I've never been super attached to a pet. I love animals and I had pets growing up. I used to prefer cats, probably because they weren't as needy. Then, I married my husband and was introduced to a whole new world of what it meant to have pets/furry family members. I still didn't get it right away. The first time I met Brandon's parents and went to their house, their enormous German Shepherd, Major, tried to attack me by lunging at me and ripping my shirt with his teeth.
Over the years, it must have grown on me…this idea of having pets and getting attached to them. My mother and father-in-law rescued this beautiful all black German Shepherd, who had been abused in ways we probably can't even imagine. She has never fully recovered. She came to live with us a couple of years ago, and I was determine to help her get better. Maybe it was the counselor in me.
Heidi never wanted to leave her kennel much, she wanted nothing to do with us or anyone that came to our house. She was terrified and it was so difficult to watch her have no energy, no peace, and no motivation to do anything. Last Spring, I went through a time when I wasn't very motivated and didn't have a lot of energy, but I knew I needed to get healthier. So, I started walking in the early hours of the morning. Heidi didn't want to do much, but she LOVED to go for walks. It was still dark out, and I carried my pepper spray at my dad's request, but I felt safe with this large, black, fierce-looking dog by my side. (Nobody else knew that she would cower away from them before she would attack them.) She was always lean, but still beautiful. When I walked her during daylight, someone would ALWAYS comment on what a pretty dog she was, whether they were in their yard or driving in the car and had to roll their window down to say it.
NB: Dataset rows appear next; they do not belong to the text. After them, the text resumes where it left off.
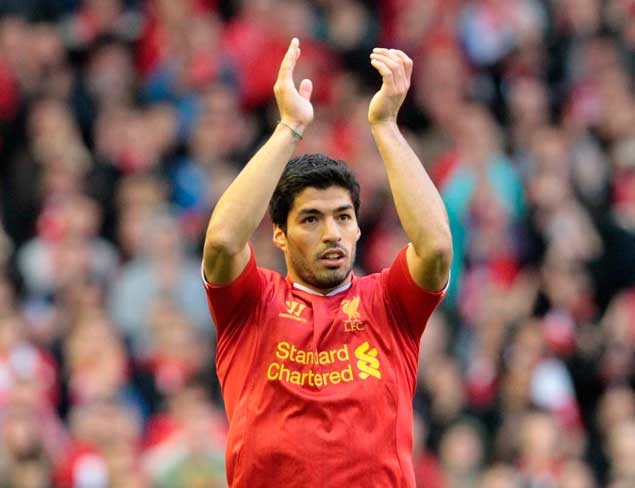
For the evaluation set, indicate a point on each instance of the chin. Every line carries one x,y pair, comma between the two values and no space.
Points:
330,279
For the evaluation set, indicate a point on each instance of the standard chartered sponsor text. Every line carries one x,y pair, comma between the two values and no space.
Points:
337,361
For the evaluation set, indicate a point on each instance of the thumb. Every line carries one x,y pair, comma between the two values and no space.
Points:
306,88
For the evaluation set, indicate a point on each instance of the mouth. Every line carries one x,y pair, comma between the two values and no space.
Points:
333,258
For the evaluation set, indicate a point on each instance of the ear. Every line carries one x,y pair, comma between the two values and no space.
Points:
279,238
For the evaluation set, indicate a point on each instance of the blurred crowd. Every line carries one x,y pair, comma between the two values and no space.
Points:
121,123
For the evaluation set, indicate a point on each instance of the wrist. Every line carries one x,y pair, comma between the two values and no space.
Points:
295,127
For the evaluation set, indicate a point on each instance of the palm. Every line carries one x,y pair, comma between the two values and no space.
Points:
395,69
295,106
294,103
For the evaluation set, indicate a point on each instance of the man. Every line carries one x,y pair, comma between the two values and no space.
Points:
318,369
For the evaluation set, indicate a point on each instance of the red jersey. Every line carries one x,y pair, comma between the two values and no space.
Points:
318,389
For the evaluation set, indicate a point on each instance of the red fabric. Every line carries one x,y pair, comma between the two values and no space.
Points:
318,389
66,471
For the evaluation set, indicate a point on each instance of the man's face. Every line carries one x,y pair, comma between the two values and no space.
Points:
321,238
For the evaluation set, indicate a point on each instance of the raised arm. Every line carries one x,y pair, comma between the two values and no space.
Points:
243,205
419,205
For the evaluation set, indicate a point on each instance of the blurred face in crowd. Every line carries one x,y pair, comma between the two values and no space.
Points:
321,238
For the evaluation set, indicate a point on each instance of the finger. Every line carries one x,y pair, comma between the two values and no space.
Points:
398,56
407,62
394,63
306,88
383,70
289,60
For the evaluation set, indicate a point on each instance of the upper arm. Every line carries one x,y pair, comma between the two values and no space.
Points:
221,267
432,270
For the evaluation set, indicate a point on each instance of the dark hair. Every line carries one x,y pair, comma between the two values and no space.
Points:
310,170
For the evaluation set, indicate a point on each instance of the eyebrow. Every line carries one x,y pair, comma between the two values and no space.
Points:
315,211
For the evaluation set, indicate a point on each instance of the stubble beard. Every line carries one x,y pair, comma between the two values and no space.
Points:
320,277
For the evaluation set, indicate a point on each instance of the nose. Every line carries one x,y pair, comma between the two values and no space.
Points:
331,231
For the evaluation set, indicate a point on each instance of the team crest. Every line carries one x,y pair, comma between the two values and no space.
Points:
351,309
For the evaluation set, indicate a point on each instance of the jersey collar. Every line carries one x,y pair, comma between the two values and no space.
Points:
335,291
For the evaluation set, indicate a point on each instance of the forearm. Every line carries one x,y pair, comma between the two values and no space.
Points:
419,206
242,206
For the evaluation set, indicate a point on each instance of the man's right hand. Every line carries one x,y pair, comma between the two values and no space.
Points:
294,103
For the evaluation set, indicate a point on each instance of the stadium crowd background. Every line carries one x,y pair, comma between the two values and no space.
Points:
121,121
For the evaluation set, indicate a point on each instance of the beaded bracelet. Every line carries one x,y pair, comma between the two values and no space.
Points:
295,133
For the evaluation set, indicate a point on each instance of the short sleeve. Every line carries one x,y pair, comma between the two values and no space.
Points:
411,303
231,305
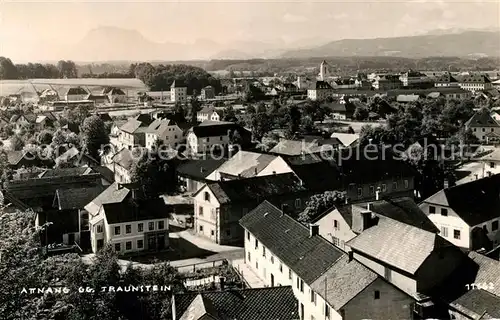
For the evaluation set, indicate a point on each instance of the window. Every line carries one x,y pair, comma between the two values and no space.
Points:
494,225
444,232
298,203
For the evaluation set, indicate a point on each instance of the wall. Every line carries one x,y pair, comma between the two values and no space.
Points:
452,222
393,303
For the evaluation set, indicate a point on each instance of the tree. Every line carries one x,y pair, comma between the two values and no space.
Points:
94,135
319,203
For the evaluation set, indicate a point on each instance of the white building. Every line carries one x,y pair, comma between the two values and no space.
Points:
178,91
131,226
468,214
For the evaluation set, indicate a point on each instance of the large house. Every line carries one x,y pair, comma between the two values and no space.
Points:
130,226
163,132
210,135
219,205
468,214
484,127
328,283
178,91
320,91
245,164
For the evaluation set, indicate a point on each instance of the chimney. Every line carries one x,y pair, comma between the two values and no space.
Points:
313,230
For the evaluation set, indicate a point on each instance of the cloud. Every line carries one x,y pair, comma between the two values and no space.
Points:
291,18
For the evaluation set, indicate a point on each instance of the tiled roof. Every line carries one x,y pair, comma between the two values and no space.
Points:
247,164
276,303
76,198
113,194
127,211
403,210
482,119
309,257
199,169
476,303
474,202
398,244
343,281
253,189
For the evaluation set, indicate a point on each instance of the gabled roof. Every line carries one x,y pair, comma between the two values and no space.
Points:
309,257
128,211
482,119
398,244
246,164
253,189
343,281
113,194
277,303
404,210
199,169
474,202
76,198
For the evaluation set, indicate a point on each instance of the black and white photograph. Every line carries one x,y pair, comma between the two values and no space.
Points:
249,160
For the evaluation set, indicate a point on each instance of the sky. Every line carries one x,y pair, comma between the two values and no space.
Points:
28,27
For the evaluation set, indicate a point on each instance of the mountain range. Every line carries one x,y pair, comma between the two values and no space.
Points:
112,43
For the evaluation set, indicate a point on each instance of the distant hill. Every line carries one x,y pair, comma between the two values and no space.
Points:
463,44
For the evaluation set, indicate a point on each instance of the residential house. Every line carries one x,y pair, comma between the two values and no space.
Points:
467,214
193,173
76,94
210,135
481,124
245,164
347,139
446,80
320,91
131,226
475,82
279,303
178,91
163,132
219,205
344,222
327,283
208,93
208,113
414,260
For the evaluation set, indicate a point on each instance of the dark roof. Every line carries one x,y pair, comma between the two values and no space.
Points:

I didn't realize it until a couple of days ago, but I had developed a special bond with Heidi. She began to trust me. She would come to the living room and lay in the floor when I was in there (This is a BIG deal for her.) She would lick my hand and come to the dinner table and beg for food. She began to trust the kids more, too. Calvin helped feed her, Luke still stressed her out a little, and Mollie was her favorite. Mollie would lean down and just hug Heidi and Heidi would lick her face and make her giggle. There was this understanding between two beings who didn't have the ability to communicate with words…they knew they were safe in each other's presence.
Heidi has had all sorts of health problems over the years and they would get better and then bad again. A couple of days ago, I noticed that she was thinner than ever and not able to move easily. She wasn't eating and had withdrawn again. It got bad fast, and when we went to bed last night, we weren't sure if she'd be here this morning.
I've sat with her and talked to her, gently petting her and trying to bring any comfort I can. I've cried for her and the difficult life she's had that was not her fault. Now, I'm accepting that her journey is coming to an end very soon.
I can't help but to think about her abuse and her brokenness that affected her whole life and the fact that I couldn't take that pain away from her or ease it more. It causes me to consider the broken people that I talk to all the time, many of their stories similar to Heidi's. When I'm really honest, I can admit that I'm broken, too. I've been hurt, discarded and treated badly. The truth is we are all broken, because our world is broken and filled with sin and pain. So, what can we do about it? Sometimes, it seems like we can't do anything.
There is one person who Heidi loved and trusted more than anyone…my father-in-law. There was not one single time that Heidi did not jump up and run to greet him with barks and energy and excitement, until yesterday. He came in and she couldn't even lift her head. This grown man, in his suit, got down on his hands and knees, reached into the back of the kennel and pet Heidi, gently and softly talking to her. It was one of the most beautiful and loving things I've ever seen.
This is what we do about the brokenness all around us and within us. We look for opportunities to enter into someone's brokenness with them. We offer comfort and let them cry or listen to their story. We pray with them and for them. We ask for wisdom when we don't know what to do or how to help. We commit to loving people with our whole hearts, even if it makes us vulnerable to experiencing pain.
When I doubt my abilities to help others (the definition of my calling) through counseling, this is what I want to remember. GOD will provide, HE will equip, HE will sustain, HE will heal. His healing may not always look the way I think it should, but HE is the only one who can make someone who is broken whole.